Yesterday, Professor Divaka Perera (King’s College London - London, UK) presented results from the REVIVED-BCIS2 trial, which provides the first randomised data on the efficacy and safety of percutaneous coronary intervention (PCI) in ischaemic ventricular dysfunction.
Previously, in the STICH trial, coronary artery bypass surgery improved survival but only in highly selected, typically young, patients with ischaemic cardiomyopathy.1 Furthermore, the benefit took 10 years to emerge, largely due to the early harm of the operation. PCI was thought to be a more attractive alternative to bypass surgery, potentially offering the benefits of revascularisation without the early hazard; however, until now, randomised data were lacking.
To provide a conclusive answer, the UK-based REVIVED-BCIS2 trial enrolled 700 patients with severe left ventricular dysfunction (LVEF ≤35%), extensive coronary artery disease and demonstrable viability in at least four dysfunctional myocardial segments that could be revascularised by PCI. Viability could be assessed by any modality, but cardiac magnetic resonance imaging was most frequently used. Patients with a myocardial infarction within 4 weeks, decompensated heart failure (HF) or sustained ventricular arrhythmias within 72 hours were excluded.
A total of 700 patients were randomised 1:1 to either PCI with optimal medical therapy or optimal medical therapy alone. The median age of participants was 70 years, 88% were men and the mean LVEF was 28%.

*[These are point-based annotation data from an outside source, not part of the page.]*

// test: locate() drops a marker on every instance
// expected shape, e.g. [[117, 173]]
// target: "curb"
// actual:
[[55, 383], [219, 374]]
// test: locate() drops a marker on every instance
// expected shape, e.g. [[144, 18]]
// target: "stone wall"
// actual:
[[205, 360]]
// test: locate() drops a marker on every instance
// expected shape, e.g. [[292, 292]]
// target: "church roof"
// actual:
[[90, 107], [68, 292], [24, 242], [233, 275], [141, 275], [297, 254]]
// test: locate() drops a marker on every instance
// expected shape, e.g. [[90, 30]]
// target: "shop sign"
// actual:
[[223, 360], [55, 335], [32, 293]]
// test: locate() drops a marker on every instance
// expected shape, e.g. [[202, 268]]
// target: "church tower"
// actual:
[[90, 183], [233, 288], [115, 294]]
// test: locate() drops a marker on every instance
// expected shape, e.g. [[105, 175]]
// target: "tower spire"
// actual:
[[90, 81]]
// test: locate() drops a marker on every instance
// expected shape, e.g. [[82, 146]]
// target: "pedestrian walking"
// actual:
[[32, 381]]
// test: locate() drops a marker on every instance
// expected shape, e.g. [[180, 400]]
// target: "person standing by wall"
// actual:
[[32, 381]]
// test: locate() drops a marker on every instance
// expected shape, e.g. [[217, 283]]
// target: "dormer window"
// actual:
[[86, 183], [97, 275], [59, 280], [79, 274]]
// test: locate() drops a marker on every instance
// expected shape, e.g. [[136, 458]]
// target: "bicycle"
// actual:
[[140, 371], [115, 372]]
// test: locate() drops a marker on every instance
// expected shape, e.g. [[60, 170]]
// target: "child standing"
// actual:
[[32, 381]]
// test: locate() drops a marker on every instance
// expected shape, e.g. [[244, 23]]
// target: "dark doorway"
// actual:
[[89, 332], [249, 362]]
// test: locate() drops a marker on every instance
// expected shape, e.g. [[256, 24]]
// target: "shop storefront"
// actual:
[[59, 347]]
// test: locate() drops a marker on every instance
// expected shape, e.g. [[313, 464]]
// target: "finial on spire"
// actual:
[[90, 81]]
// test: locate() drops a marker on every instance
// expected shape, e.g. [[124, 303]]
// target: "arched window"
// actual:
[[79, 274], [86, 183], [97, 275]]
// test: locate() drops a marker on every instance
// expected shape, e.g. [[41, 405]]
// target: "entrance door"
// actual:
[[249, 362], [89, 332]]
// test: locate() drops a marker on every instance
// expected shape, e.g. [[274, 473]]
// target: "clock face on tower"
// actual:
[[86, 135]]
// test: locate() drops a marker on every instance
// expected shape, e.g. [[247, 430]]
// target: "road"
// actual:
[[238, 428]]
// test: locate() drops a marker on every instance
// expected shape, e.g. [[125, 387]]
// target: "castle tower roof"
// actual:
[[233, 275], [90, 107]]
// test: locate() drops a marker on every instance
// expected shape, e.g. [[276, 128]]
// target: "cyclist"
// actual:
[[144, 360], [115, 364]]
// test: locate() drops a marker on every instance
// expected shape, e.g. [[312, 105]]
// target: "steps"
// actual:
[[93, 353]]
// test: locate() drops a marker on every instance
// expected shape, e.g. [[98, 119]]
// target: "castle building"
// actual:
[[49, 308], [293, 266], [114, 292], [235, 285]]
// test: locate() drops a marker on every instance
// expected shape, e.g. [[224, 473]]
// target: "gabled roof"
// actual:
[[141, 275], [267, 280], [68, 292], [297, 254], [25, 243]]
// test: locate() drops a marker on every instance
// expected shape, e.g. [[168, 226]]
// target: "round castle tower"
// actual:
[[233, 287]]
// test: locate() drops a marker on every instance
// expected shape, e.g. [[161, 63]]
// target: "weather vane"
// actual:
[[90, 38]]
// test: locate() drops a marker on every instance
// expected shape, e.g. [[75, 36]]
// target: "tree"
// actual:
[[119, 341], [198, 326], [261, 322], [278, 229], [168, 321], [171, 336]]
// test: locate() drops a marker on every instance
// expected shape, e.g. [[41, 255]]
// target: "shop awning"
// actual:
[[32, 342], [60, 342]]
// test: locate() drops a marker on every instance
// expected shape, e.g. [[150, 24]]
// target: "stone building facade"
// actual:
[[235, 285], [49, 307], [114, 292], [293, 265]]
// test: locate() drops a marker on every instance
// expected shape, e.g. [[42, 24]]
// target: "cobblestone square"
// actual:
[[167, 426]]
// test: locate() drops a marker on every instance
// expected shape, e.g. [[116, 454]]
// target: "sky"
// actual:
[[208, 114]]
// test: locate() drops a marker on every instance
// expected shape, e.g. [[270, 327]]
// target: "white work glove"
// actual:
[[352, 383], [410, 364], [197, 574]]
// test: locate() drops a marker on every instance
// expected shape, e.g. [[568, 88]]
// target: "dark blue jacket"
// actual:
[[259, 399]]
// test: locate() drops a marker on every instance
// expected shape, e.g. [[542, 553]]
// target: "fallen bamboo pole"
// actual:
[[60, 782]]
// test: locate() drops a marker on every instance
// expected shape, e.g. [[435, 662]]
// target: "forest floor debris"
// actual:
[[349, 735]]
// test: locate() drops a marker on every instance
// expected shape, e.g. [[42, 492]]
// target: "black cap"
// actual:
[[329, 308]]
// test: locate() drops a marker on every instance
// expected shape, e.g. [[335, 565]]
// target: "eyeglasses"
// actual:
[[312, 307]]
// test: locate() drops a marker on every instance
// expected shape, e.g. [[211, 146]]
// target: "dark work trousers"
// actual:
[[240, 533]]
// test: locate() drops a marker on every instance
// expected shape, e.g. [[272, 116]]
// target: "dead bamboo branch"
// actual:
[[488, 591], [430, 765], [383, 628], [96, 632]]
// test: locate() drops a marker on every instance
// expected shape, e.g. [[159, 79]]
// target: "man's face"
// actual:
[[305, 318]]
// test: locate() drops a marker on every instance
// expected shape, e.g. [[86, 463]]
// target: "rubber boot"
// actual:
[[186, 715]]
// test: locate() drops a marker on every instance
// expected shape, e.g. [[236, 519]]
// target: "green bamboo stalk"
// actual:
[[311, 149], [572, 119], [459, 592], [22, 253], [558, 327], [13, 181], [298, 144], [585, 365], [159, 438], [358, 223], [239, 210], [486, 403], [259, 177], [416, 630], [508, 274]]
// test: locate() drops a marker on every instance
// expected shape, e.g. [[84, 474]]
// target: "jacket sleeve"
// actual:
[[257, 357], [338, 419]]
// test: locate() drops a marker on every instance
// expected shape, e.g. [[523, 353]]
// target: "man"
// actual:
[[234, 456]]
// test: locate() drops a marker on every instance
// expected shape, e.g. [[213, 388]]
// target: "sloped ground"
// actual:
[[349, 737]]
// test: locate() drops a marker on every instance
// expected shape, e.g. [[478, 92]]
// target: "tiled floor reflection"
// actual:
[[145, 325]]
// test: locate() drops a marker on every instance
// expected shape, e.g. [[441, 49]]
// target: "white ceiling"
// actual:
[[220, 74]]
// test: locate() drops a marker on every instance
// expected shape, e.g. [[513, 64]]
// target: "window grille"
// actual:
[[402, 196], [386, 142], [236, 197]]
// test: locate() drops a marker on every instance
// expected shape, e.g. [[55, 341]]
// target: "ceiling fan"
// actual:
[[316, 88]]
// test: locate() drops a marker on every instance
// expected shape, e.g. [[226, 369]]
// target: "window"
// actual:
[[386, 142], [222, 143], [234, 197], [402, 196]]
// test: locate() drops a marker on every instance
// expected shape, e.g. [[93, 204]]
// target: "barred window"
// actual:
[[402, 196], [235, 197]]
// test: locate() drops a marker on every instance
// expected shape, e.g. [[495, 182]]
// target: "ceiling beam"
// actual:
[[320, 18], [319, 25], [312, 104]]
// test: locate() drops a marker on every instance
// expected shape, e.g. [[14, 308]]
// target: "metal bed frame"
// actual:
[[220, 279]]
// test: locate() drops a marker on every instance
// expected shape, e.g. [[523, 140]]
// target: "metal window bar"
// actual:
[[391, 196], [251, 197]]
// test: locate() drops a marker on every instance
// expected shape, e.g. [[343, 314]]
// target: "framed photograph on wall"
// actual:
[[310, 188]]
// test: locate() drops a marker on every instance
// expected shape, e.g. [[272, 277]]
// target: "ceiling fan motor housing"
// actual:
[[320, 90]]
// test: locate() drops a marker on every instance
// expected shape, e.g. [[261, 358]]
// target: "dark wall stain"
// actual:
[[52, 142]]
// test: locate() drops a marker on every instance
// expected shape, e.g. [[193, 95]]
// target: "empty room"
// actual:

Over a median follow up of 3.4 years, the primary composite outcome – all-cause death or hospitalisation for HF – occurred in 37.2% of patients in the PCI group and 38.0% of patients in the medical therapy alone group (hazard ratio 0.99; 95% CI 0.78 to 1.27; p=0.96).
In addition, no significant difference was seen between the groups in the major secondary outcome of LVEF at 6 and 12 months. Given that only patients with demonstrable myocardial viability were enrolled, the lack of effect on LVEF now challenges the long-held concept of myocardial hibernation and reversible adaptation upon treatment.
The other major secondary outcome, quality of life, favoured PCI at 6 and 12 months, but there was no difference between groups at 24 months.
Summing up the evidence from the trial, Prof. Perera states: “PCI provided no incremental benefit over optimal medical therapy, in this high-risk population, where approximately one in three patients died or were hospitalised with HF during follow-up. We can conclude that PCI should not be offered to stable patients with ischaemic left ventricular dysfunction if the sole aim is to provide prognostic benefit. Our findings were consistent across all subgroups and for all prespecified outcome measures.” He ends by saying, “These definitive results should help to rationalise guidelines on managing coronary disease in patients with very poor left ventricular function. However, it is important to note that REVIVED-BCIS2 excluded patients with limiting angina or recent acute coronary syndromes, and PCI is still an option in these contexts.”